I know I said I that wouldn’t, but I did… I had to! After having dug up the roses last year, in order to stop attracting deer, I found that I couldn’t live without them. This May past, I put my husband to work digging holes. It was rather labor intensive, and my pointing finger was left a wee bit worn out. As he stated at the time, “You point, I dig.” And point away, I did!
Egadz! You planted bare root roses in May?! That’s too late! They will never grow! Against local advice, I did. With our spring temperatures having been hovering mainly in the 50’s and 60’s, that’s a California January.

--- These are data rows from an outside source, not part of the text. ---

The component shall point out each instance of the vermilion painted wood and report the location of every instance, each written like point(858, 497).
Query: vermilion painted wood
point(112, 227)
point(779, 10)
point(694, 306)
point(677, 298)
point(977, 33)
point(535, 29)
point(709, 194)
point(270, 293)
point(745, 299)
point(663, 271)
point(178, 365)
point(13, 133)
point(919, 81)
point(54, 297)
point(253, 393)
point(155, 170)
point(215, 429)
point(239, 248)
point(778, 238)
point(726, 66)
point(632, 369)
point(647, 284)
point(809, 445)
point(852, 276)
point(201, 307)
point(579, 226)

I’m not sure that I would have called my timing unfortunate, as although, to my disappointment, roses had come and gone at the local nurseries at that point in the season (I can’t help but wonder who these avid gardeners were that dug through 3 feet of snow and ice to plant them), having had to scour the internet for them turned out to be not only quite informative, but also really opened up the selection and allowed me to contemplate which roses by description and various forum reviews would do well in my area. When all was done, I ended up ordering roses from 3 different nurseries: David Austin Roses, Rogue Valley Roses, and Vintage Gardens.
I’m pretty sure that what I dug up last year was nothing but root-stock, everything above the graft having been a previous tasty treat for the deer. I’m hoping to avoid the same dilemma by:
1) Having planted the roses only in the back yard. (They were previously planted in the open front yard.) Although the fence isn’t so high that they can’t make the jump, I’m hoping that the deer won’t realize that they are there to begin with.
2) Planting own root roses. Not every rose on my list was available on its own roots, but I did go the extra mile to get the ones that were.
Back to: They will never grow! Actually, they are growing along quite nicely so far. I’m hoping for some summer color.